Ainsi furent rédigées, en argot ridicule, moitié allégoriquement, moitié sérieusement, les aventures du moine Folengo. Ce poème, aussi énorme que le Pantagruel, aussi confus et tout aussi gastronomique, s’appelle la Macaronée de Merlin Coccaïe, ou, si l’on veut, « plat de macaroni offert au public par le cuisinier Merlin. » À la tête des premières éditions de cette œuvre grotesque, une estampe, dont l’allégorie est toute rabelaisienne, montre l’auteur couronné de lauriers, assis près d’une table du XVIe siècle, entre deux femmes complaisantes, Tognina, qui lui verse à boire, et Zanitonella, armée d’une fourchette à deux pointes, au bout de laquelle est suspendu le délicieux macaroni. Merlin Coccaïe ouvre une bouche énorme pour recevoir cette manne céleste, et sa main avide s’étend vers la table pour y chercher le plat qui la contient. Le sens du grossier et triple symbole est facile à déchiffrer. Ce plat de macaroni de Merlin manque d’invention et de poésie, mais on y trouve une fluidité de veine qui ne tarit pas, une facétie inexorablement bouffone, un gros rire sans bornes, en un mot toutes les colossales fantaisies de Rabelais, ébauchées légèrement, mais reconnaissables et jaillissant d’un pinceau vif et hardi. Il ne leur manque que le sérieux et le but. Cette raillerie perpétuelle sans philosophie et sans fond, ces éclats de rire presque idiots sur les choses, les hommes et les temps, ces descriptions sans fin des rues, des routes, des villes, des marchés d’Italie, des cardinaux eux-mêmes et de leurs consistoires, sont évidemment les prototypes de l’œuvre rabelaisienne.
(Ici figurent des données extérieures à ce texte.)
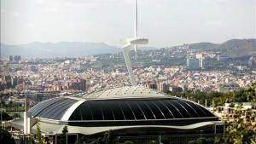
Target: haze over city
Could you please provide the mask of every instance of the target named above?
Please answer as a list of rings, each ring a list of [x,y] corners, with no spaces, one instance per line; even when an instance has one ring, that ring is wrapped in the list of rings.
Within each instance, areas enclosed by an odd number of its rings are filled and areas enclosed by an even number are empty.
[[[1,0],[0,143],[256,143],[253,0]]]
[[[1,43],[103,42],[132,36],[133,1],[1,0]],[[254,0],[141,0],[139,35],[161,48],[255,37]],[[195,37],[196,36],[196,37]]]

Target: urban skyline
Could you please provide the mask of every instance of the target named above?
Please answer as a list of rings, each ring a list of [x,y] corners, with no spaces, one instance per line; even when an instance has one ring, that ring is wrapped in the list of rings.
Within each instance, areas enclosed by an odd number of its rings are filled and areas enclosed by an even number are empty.
[[[1,43],[79,41],[121,46],[120,39],[133,35],[129,22],[132,7],[128,0],[2,0]],[[255,37],[254,0],[142,0],[139,7],[139,26],[145,26],[139,32],[152,39],[153,47]]]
Le procédé de Folengo est souvent celui de Rabelais : l’énumération devenue comique par son exagération même. Le catalogue des objets vendus au marché occupe cent vers macaroniques :

Stringas, cordones, bursellos, cingula, guantos,
Taschellas, scufias, scufiottos, cultra, guainas,
Carneros, fibias, calamos, calamaria, cordas,
Pectina, specchiettos, zamporguas atque sonaios
, etc.[1].

Merlin Coccaïe a donné à Rabelais l’exemple de cette érudition

  1. Macaron, V.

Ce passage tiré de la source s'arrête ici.